RYAN GARCIA: PIŁEM KAŻDEGO DNIA, A I TAK POKONAŁEM HANEYA

Redakcja, DAZN

2024-04-21

- Sędzia ringowy Harvey Dock fatalnie wykonywał swoją pracę - narzeka Ryan Garcia (25-1, 20 KO), który niespodziewanie pokonał Devina Haneya (31-1, 15 KO).

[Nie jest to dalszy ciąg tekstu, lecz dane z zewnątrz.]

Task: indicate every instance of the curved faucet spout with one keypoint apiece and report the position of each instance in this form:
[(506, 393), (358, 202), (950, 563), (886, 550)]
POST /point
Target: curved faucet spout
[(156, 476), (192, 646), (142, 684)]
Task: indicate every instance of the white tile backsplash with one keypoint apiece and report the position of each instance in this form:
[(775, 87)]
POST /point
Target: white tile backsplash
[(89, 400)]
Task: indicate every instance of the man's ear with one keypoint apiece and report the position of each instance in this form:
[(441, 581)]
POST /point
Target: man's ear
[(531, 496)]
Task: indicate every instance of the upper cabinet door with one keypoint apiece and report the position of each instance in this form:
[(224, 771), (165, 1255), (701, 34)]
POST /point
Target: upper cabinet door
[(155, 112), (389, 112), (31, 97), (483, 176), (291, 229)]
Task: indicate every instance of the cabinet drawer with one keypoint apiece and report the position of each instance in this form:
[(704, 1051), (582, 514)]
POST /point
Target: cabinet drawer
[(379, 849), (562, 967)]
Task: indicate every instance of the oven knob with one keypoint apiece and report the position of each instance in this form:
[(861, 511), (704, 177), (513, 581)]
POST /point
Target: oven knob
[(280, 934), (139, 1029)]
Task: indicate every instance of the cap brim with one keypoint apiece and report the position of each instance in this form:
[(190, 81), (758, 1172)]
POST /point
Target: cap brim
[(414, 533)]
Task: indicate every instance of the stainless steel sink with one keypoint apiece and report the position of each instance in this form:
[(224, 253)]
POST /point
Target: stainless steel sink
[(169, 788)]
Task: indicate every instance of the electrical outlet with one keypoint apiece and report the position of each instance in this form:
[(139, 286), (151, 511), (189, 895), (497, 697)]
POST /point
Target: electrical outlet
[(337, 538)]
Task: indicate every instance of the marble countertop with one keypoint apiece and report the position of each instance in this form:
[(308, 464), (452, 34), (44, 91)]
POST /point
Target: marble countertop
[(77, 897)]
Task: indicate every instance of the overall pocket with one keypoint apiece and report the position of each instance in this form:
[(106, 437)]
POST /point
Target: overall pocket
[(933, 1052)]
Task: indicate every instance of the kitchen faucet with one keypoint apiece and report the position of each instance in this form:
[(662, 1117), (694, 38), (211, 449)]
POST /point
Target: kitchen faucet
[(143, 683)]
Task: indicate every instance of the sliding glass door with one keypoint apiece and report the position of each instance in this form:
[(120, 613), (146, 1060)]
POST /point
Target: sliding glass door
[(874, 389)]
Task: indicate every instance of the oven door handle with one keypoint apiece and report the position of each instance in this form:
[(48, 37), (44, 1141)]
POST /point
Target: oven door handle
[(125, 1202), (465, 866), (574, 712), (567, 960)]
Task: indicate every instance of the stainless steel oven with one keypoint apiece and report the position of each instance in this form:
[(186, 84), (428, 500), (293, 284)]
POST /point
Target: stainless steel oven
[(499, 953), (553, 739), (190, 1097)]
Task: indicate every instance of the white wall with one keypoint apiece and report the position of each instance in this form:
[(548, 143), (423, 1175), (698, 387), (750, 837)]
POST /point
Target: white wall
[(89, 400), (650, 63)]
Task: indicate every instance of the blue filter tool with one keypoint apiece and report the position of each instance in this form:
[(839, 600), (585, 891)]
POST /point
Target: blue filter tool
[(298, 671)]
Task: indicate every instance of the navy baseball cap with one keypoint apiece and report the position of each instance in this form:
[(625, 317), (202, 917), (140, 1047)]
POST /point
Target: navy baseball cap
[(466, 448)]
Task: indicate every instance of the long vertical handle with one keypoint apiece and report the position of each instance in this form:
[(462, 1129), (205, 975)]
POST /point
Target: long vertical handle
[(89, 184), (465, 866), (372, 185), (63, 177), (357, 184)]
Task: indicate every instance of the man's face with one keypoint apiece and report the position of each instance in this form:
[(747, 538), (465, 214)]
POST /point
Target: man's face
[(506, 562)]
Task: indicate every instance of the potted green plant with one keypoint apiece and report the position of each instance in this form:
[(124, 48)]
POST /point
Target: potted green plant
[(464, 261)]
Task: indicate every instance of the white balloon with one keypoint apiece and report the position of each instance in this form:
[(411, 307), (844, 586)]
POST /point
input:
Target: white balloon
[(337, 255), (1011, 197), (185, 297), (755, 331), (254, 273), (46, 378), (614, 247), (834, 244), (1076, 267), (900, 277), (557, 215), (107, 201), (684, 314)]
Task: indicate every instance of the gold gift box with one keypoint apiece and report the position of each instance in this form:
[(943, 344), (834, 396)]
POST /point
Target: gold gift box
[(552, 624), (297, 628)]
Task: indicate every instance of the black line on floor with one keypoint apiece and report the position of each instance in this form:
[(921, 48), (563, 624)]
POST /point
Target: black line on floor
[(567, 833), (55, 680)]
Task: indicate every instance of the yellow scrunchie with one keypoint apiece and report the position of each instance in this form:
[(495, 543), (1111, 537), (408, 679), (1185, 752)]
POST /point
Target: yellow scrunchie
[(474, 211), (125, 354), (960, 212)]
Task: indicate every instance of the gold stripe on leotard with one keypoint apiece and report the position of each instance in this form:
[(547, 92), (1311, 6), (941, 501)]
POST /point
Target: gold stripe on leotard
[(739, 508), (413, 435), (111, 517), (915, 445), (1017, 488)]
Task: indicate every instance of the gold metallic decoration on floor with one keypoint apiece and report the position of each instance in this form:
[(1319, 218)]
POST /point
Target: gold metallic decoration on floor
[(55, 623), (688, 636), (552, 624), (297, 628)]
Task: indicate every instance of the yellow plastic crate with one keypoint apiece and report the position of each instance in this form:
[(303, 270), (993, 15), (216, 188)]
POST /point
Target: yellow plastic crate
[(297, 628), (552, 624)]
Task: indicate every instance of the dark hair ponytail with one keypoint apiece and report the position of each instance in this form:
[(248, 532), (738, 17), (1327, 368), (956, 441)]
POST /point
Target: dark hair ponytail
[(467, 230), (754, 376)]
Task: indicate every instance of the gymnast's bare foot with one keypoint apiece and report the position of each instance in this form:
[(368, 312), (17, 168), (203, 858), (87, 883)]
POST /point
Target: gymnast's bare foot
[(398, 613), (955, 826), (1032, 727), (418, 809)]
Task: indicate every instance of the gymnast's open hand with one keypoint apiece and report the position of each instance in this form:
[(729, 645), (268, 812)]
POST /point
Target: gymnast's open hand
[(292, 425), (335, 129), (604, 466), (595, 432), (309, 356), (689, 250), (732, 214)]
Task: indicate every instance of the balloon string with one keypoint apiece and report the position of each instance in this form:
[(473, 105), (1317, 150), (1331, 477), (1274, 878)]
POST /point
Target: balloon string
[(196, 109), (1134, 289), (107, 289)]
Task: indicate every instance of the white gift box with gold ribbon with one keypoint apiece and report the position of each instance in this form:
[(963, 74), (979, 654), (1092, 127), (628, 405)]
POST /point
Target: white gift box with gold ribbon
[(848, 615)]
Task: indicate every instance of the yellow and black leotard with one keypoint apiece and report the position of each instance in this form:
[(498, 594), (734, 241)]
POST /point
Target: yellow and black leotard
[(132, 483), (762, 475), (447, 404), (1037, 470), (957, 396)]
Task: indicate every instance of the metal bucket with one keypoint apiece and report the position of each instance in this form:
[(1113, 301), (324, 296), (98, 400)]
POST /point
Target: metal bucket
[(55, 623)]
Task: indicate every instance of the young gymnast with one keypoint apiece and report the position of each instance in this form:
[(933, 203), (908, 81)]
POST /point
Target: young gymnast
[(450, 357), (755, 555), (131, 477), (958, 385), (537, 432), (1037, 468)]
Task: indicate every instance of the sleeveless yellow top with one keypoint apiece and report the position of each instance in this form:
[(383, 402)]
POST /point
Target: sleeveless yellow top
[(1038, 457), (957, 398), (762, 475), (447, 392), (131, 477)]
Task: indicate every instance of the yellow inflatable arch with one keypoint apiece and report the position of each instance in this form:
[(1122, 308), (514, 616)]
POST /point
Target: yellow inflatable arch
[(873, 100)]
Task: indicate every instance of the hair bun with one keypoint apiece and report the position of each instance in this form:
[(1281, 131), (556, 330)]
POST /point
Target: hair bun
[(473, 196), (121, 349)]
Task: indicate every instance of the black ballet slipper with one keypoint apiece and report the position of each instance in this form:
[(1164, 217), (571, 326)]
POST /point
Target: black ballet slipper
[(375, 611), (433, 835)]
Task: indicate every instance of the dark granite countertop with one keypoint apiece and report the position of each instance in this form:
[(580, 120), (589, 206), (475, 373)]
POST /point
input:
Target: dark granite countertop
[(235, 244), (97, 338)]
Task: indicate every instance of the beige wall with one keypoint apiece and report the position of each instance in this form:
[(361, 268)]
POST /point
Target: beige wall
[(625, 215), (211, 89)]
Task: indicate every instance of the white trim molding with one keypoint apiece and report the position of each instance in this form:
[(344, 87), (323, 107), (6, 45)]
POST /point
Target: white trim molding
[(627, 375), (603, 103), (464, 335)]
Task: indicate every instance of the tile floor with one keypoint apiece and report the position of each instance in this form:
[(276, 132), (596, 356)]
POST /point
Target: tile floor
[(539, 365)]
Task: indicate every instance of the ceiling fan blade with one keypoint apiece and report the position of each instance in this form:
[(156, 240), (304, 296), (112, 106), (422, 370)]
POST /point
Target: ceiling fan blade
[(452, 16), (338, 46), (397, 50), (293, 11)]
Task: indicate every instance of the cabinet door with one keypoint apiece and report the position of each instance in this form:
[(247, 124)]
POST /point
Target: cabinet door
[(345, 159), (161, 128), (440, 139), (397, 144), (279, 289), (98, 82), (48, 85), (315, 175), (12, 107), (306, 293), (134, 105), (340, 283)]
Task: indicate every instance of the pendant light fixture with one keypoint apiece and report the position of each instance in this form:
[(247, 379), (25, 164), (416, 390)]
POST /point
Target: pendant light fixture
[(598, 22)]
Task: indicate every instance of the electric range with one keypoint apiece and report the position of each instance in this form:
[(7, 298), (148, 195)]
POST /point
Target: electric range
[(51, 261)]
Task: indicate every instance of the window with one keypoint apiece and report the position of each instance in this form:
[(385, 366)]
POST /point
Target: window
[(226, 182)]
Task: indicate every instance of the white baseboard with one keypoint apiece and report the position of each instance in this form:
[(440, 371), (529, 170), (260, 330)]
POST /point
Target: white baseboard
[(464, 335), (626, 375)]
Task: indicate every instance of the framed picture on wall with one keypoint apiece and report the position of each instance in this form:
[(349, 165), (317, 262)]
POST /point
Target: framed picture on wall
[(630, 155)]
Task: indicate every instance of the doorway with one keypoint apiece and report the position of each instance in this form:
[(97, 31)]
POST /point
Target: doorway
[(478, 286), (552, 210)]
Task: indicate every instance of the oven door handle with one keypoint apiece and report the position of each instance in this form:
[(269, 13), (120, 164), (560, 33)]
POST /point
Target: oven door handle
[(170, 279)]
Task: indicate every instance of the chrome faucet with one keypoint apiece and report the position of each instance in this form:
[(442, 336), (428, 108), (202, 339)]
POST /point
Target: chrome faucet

- Dużo działo się ostatnio w moim życiu. Rozwodziłem się, piłem niemal każdego dnia, a i tak wygrałem. Nie jestem z tego dumny, ale piłem dzień w dzień, tylko co z tego? Wciąż pokonałem Haneya. Teraz przenoszę się na stałe do wagi półśredniej, choć mogę również bić się z mistrzem WBC i WBO junior średniej Sebastianem Fundorą - kontynuował "KingRy".

- Jeśli ktoś chce zarobić naprawdę duże pieniądze, musi zgłosić się do nas i walczyć z Ryanem. Możemy zrobić wyjątek i wyjść do rewanżu Gervontą Davisem w umownym limicie 65,75 kilograma - wtrącił promujący młodego gwiazdora Oscar De La Hoya.

- Naprawdę uwierzyliście, że oszalałem? Nie oceniajcie książki po okładce. Teraz to ja jestem twarzą boksu - zakończył Garcia.